To access the Openstack web interface, retrieve the IP address of the LXD container that the Openstack Dashboard was deployed on.

juju status openstack-dashboard/0* | grep Container | awk '{print $3}'

Open a browser and use the returned IP address in the following URL;

http://<dashboard_ip>/horizon

The credentials needed to log in to the browser are the same as previously obtained with the openrc script.

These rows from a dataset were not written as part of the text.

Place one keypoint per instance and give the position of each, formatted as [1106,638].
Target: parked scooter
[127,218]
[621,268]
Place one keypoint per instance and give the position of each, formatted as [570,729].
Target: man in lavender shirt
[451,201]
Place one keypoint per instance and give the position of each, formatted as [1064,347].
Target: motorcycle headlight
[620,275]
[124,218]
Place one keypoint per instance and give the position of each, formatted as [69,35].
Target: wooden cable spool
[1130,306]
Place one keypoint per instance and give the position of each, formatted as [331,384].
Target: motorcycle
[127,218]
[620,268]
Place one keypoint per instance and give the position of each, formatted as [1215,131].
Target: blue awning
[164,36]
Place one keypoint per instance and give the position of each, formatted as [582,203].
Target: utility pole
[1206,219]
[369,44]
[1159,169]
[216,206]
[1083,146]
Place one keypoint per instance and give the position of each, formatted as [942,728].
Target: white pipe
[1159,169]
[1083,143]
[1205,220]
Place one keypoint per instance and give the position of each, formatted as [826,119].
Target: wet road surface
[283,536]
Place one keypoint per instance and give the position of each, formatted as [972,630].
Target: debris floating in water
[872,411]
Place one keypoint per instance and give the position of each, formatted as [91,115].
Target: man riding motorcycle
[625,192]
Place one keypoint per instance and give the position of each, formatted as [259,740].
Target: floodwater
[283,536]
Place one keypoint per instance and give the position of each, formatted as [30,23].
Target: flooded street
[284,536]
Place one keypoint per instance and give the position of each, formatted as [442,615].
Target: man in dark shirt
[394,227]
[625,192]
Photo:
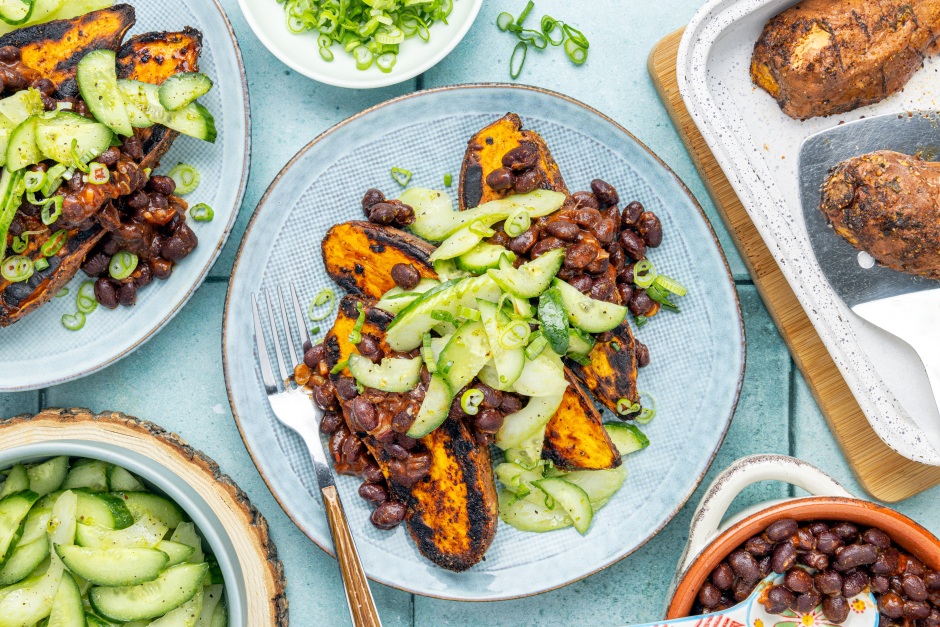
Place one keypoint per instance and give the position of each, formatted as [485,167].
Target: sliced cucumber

OS_USER_DOMAIN_NAME=admin_domain
OS_PROJECT_NAME=admin
OS_PASSWORD=MaemumeFoolah1ae

Openstack GUI

Add Images

During deployment the Juju glance-simplestreams charm should have added a few default disk images in addition to the Amphora image used by Octavia. To verify that these images were created run the following;

~$ openstack image list

+--------------------------------------+-----------------------------------------------------------------+--------+
| ID                                   | Name                                                            | Status |
+--------------------------------------+-----------------------------------------------------------------+--------+
| 86c318f3-76f7-4311-b146-cc00e79e9406 | amphora-haproxy-x86_64-ubuntu-18.04-20190813.1                  | active |
| 40aca86a-9177-4b94-afe3-fee448abee4c | auto-sync/ubuntu-bionic-18.04-amd64-server-20190813.1-disk1.img | active |
| 4b238000-ba59-4470-bcea-93dd8761c40e | auto-sync/ubuntu-trusty-14.04-amd64-server-20190514-disk1.img   | active |
| d87ed10a-5d86-409c-9fa5-7cf59e80a258 | auto-sync/ubuntu-xenial-16.04-amd64-server-20190814-disk1.img   | active |
+--------------------------------------+-----------------------------------------------------------------+--------+

You can use the auto-sync images in the following examples or create your own via the API. The following command will create an image named bionic using the current Ubuntu 18.04 cloud-image.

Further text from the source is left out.